To those of you taking to the skies this Thanksgiving, I wish you luck and safe travels. Hopefully these tips will help you a little. And if anyone else has additional tips to share, please leave a comment below. Thanks!
(Photo: New Hampshire Fish and Game Department)
Posted November 6, 2008 by Nicki Krawczyk
As tends to be the case lately, there’s been a big kerfuffle (a fluffy kerfuffle) about US Airways' plan to start selling blankets and pillows to flyers instead of just offering them for free. ( Jet Blue is already doing it.) I’ll be honest: I just don’t get the outrage at this one. Who wants to use some skeevy old blanket or pillow that’s been reused and drooled on by flight after flight of intra- and inter-continental strangers? I say, you people can keep your recycled germs. Bring on the sterile bedding.
There is, though, one more element to this little debate that seems to have been overlooked. Specifically, it’s the fact that no matter how hypo-allergenic your pillow may be, no matter how warm your fleecy blanket keeps you, you will not sleep on your flight. I can say this with more confidence than ever now, considering that ain’t nobody able to afford those ultra-platinum-class seats with the full-reclining bed in a plush cabin-of-cozy. Sorry, Emirates.
If you can afford to fly, you’re still going to be sardine-packed into your four-inch reclining seat. (Which goes with the territory. To all of those who are still complaining, I offer you a resounding “eh.”) You can read your book, listen to your iPod, and perhaps even enjoy in-flight entertainment in relative peace and comfort. But you will not—I repeat—will not sleep. The human body was not designed to sleep upright. Horses, sure. Flamingos, you bet. But not humans. Unless the airline starts pumping chloroform through those air vent thingies or mixing Ambien in with the ginger ale, there is absolutely nothing in this world or above it that will allow you to sleep.

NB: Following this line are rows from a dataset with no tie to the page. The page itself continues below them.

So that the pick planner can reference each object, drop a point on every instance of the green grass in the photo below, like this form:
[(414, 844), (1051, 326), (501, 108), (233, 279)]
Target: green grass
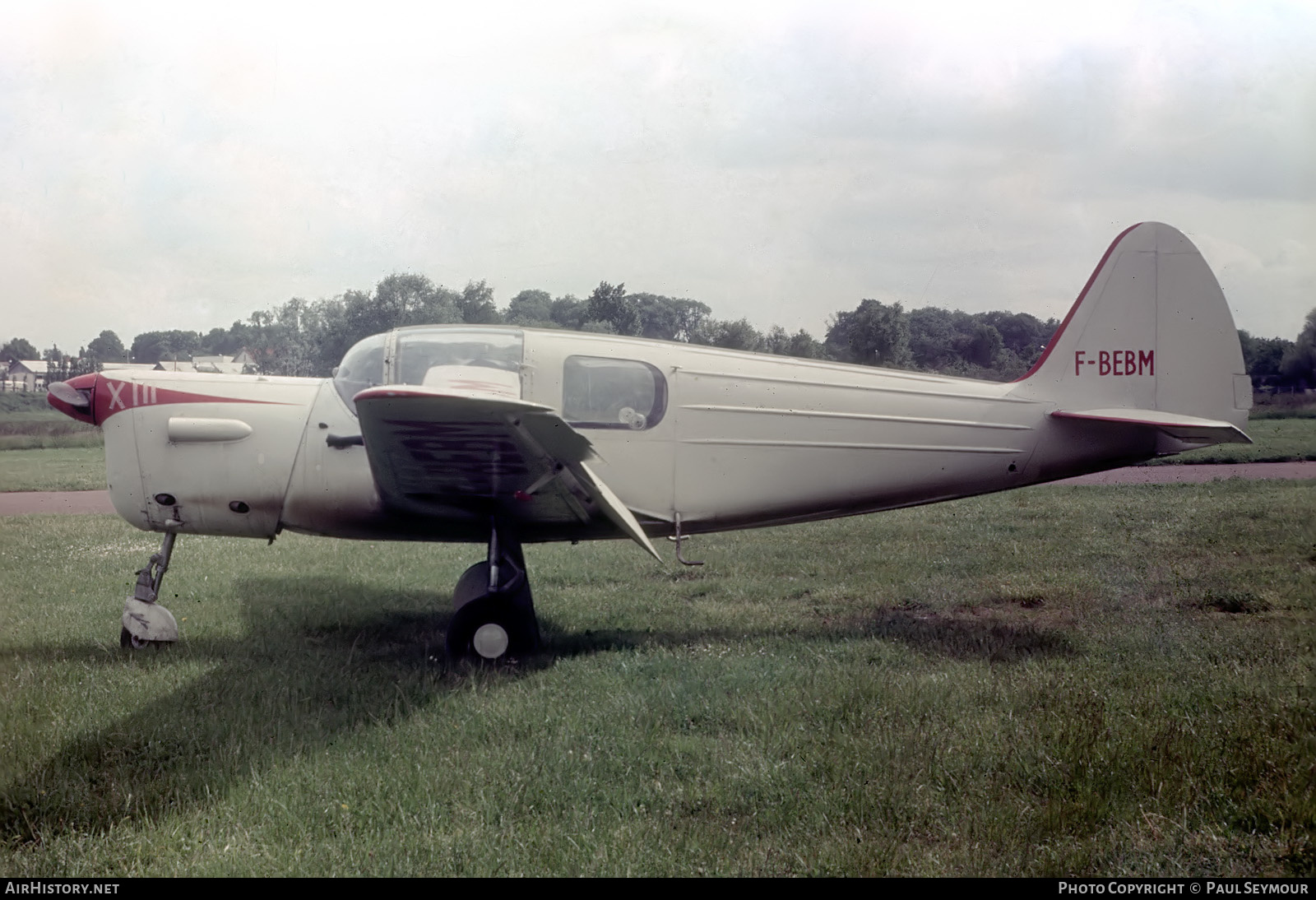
[(63, 469), (1046, 682), (30, 423), (1274, 440)]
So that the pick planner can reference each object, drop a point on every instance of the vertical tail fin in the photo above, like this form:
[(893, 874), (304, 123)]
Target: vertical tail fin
[(1149, 341)]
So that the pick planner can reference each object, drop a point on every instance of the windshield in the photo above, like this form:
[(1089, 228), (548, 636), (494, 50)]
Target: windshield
[(433, 355)]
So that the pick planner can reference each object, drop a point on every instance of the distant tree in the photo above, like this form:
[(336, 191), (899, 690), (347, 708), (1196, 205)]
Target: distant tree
[(153, 346), (532, 309), (668, 318), (475, 304), (569, 312), (873, 333), (1263, 358), (800, 344), (19, 349), (103, 349), (732, 335), (1298, 368), (609, 304)]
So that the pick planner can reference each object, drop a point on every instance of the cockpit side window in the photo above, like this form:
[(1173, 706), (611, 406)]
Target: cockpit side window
[(361, 368), (456, 358), (603, 392)]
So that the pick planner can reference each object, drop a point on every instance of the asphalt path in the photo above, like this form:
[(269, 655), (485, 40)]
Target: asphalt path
[(98, 502)]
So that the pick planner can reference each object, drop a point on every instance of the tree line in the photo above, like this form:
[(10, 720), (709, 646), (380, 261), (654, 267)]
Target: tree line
[(309, 338)]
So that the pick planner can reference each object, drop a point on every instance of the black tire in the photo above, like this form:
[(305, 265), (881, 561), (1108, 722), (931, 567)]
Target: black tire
[(128, 643), (517, 620)]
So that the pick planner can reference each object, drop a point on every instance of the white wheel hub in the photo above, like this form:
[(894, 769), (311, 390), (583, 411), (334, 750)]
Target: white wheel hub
[(490, 641)]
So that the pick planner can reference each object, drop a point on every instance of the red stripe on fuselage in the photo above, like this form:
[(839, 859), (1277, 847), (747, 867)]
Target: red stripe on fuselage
[(114, 397), (1082, 295)]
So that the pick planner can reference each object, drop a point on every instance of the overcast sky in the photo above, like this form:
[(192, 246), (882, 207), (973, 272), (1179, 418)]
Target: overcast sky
[(183, 165)]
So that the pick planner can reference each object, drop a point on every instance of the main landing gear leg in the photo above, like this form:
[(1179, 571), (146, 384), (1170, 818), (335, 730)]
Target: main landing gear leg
[(145, 621), (495, 612)]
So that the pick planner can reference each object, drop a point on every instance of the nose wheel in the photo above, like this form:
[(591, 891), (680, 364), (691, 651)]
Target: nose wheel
[(495, 610), (145, 623)]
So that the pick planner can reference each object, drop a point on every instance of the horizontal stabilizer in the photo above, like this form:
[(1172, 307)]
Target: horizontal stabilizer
[(1191, 429)]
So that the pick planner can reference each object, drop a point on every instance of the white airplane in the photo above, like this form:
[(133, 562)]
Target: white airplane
[(506, 436)]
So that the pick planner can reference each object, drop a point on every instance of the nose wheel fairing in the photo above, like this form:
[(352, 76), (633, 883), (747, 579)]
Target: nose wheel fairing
[(145, 621), (494, 619)]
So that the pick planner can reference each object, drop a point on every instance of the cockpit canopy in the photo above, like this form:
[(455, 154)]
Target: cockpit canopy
[(431, 355)]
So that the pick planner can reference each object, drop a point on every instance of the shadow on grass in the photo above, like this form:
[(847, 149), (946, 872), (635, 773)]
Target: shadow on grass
[(307, 673), (967, 637)]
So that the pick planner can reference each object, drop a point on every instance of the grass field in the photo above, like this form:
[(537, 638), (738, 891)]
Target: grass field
[(61, 469), (1274, 440), (1046, 682)]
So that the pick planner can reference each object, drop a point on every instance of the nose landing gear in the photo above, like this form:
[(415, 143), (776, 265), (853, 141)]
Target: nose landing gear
[(145, 621), (495, 612)]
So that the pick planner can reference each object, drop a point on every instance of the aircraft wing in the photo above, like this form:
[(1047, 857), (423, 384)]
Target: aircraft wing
[(1184, 428), (434, 452)]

Well, nothing … save one thing. If you get yourself all wrapped up tight in your new pillow and blanket and snug as a bug in a rug, request a copy of the airline’s policy on new charges and dig right in. It may just be the opiate a weary and fee-squeezed traveler needs to finally to catch a few furtive moments of sleep.
Posted May 28, 2008 by Zak Patten
My parents always told me not to fill up on junk food or I would ruin my appetite for dinner. That won't be such a problem the next time I fly US Airways, which according to the Philadelphia Business Journal, will be ending its snack service on June 1. We all know about the airlines' checked-bag fees and other cost-cutting measures by now, so it's not much of a shock to learn that the latest victim of high oil prices is a tiny, defenseless bag of pretzels.

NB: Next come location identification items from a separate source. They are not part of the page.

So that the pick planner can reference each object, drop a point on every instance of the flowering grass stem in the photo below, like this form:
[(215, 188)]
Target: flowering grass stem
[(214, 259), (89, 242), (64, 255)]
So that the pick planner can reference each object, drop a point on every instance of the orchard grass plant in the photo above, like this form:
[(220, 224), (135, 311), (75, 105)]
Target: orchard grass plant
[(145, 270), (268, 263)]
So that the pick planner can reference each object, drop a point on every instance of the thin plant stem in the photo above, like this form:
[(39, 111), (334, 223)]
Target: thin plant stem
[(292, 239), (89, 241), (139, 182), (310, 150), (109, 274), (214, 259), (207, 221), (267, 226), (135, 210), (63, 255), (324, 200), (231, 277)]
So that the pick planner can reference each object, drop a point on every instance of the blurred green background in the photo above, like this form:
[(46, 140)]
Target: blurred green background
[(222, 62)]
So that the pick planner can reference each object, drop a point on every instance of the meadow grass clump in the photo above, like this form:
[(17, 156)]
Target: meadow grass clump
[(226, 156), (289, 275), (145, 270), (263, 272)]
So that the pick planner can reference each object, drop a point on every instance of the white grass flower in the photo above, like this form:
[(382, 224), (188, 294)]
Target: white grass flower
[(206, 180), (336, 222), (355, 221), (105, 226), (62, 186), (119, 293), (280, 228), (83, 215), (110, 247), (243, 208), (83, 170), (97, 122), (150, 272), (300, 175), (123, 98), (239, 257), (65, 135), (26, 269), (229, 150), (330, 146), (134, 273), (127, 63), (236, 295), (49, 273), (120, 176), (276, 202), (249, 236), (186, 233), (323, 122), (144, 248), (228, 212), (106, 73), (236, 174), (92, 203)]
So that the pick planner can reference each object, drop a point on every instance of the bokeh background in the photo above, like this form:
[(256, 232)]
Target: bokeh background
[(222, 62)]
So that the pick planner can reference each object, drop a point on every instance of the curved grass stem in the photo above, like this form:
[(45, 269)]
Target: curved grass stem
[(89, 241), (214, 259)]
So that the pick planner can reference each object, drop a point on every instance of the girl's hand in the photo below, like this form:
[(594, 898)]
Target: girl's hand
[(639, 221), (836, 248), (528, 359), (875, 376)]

Will we rise to the occasion and take on this new travel challenge? I hope so, and to aid in this noble endeavor, I'm proposing a number of solutions. They are as follows:
- Load up on your pre-flight calories. You won't go hungry if you are so full you have to waddle through the security line. A pint of Ben & Jerry's Chubby Hubby ought to do the trick.
- Make your trip a spiritual experience by fasting throughout the day. If you don't eat anything at all, you'll purify your body and mind while saving money. By the time you reach your destination, you'll be enlightened. Not to mention very, very hungry.

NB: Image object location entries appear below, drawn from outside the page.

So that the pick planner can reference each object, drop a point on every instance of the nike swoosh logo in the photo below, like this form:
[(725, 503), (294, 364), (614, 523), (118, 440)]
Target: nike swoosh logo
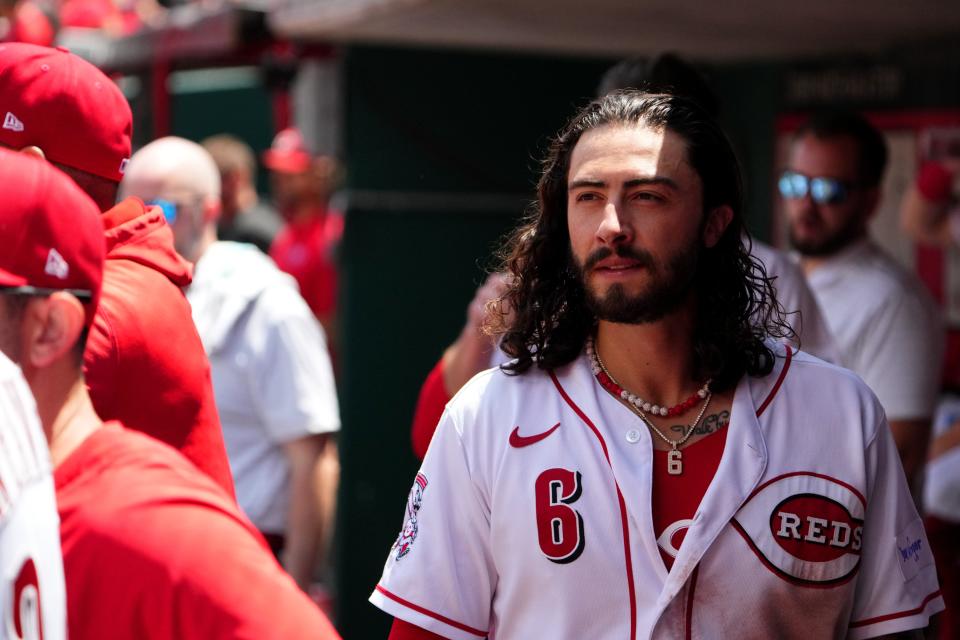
[(518, 441)]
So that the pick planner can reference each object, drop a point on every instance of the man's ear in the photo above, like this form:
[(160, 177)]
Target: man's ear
[(872, 201), (52, 325), (718, 219)]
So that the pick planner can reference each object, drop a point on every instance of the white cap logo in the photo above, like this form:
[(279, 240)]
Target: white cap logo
[(56, 266), (12, 123)]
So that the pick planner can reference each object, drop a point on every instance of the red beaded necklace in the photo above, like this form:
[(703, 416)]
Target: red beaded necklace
[(608, 383)]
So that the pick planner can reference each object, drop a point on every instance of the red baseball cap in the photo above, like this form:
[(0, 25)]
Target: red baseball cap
[(288, 153), (55, 100), (51, 236)]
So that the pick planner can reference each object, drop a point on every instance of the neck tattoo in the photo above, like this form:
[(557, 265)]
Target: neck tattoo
[(641, 407)]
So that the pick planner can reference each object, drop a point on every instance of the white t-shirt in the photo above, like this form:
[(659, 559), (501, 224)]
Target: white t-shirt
[(886, 326), (793, 293), (32, 596), (272, 377), (941, 486), (531, 518)]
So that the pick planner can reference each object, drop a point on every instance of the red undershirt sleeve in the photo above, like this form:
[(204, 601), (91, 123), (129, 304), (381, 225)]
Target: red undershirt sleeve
[(430, 404), (402, 630)]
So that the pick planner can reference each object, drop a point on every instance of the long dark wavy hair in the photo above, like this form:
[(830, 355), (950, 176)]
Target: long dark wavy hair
[(736, 305)]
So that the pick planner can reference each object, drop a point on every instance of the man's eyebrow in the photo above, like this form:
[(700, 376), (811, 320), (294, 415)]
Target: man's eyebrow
[(635, 182)]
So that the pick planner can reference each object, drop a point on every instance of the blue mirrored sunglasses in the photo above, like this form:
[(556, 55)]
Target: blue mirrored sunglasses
[(822, 190), (169, 209)]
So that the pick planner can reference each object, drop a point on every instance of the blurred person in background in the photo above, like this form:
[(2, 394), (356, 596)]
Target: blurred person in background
[(885, 323), (930, 214), (306, 245), (144, 364), (271, 371), (152, 548), (31, 567), (28, 21), (243, 217)]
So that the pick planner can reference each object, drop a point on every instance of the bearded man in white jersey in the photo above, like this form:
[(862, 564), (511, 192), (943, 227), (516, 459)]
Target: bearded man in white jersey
[(557, 501)]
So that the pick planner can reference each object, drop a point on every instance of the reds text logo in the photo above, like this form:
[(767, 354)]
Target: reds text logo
[(806, 528)]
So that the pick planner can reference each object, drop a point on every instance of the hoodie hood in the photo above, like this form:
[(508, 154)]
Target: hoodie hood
[(229, 278), (140, 234)]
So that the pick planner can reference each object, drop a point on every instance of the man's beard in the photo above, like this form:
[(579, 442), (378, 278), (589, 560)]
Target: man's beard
[(670, 286), (829, 244)]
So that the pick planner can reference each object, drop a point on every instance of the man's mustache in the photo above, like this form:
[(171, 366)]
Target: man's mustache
[(622, 251)]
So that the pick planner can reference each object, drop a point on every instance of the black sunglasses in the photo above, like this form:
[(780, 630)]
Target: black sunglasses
[(822, 190), (27, 290)]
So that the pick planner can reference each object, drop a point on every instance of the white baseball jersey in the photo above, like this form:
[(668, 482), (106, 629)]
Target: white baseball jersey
[(32, 599), (531, 518)]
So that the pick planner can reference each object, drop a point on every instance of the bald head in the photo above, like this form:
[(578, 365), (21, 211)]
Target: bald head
[(182, 174)]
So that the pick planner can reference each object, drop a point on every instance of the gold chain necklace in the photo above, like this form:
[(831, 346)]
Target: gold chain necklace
[(675, 456)]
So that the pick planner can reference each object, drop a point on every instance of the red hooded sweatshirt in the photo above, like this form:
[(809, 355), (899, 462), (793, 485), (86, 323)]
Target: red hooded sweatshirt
[(144, 363)]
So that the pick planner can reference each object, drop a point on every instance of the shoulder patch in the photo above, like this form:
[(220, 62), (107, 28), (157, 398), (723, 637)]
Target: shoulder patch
[(408, 534)]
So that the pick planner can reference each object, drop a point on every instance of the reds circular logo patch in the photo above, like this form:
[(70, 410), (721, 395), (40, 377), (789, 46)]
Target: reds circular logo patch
[(806, 528)]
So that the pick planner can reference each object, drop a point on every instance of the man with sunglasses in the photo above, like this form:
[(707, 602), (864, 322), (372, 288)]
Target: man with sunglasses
[(144, 362), (885, 324), (152, 548)]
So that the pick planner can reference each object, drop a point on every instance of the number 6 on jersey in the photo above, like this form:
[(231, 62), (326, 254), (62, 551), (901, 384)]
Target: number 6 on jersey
[(559, 526)]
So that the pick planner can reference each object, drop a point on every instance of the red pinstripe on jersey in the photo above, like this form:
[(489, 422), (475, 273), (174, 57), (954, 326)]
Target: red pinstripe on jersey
[(899, 614), (435, 616)]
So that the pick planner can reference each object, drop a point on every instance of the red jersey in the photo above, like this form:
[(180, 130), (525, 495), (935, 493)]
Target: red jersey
[(430, 403), (676, 498), (144, 362), (153, 549), (305, 250)]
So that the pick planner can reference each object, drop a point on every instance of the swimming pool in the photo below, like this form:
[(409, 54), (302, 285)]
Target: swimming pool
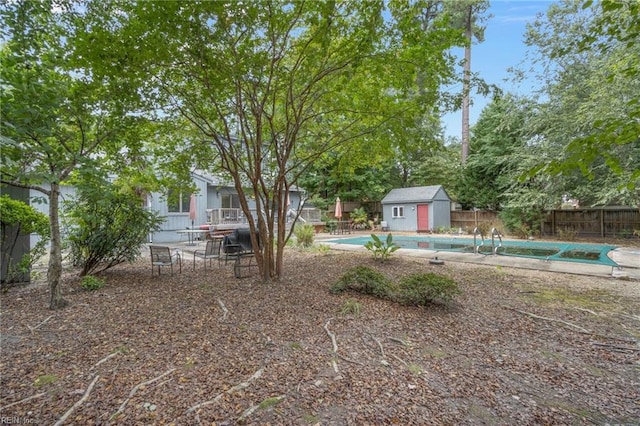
[(562, 251)]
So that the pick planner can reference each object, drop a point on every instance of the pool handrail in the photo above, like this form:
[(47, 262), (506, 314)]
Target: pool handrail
[(476, 248), (495, 233)]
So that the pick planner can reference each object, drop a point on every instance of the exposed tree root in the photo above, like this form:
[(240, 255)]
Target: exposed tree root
[(577, 327), (334, 344), (394, 339), (237, 387), (224, 309), (136, 388), (265, 404), (400, 359), (105, 359), (33, 329), (379, 344), (616, 347), (77, 404), (29, 398)]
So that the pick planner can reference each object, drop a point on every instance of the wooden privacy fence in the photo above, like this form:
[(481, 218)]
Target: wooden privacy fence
[(603, 222), (607, 222), (469, 219)]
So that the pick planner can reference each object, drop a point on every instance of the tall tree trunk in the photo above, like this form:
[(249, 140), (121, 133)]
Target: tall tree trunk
[(55, 256), (466, 83)]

- BYOS. Yep, bring your own snacks to the party. I recommend trail mix consisting of one part peanuts, one part raisins, and four parts M&Ms. Hey, it's gonna be a long flight.
- Mooch. This is in many ways the easiest solution. You don't have to hit the store or some expensive airport eatery beforehand, so you'll save money there. And you won't need to carbo-load prior to takeoff or adopt monk-like discipline. Nope, just strike up a conversation with your neighbor and make a few friendly remarks about how delicious his/her food looks. If your fellow passenger doesn't take the hint, let a few drops of drool hit your armrest. They'll either run away or offer to share their goodies. Either way, you're getting something to eat.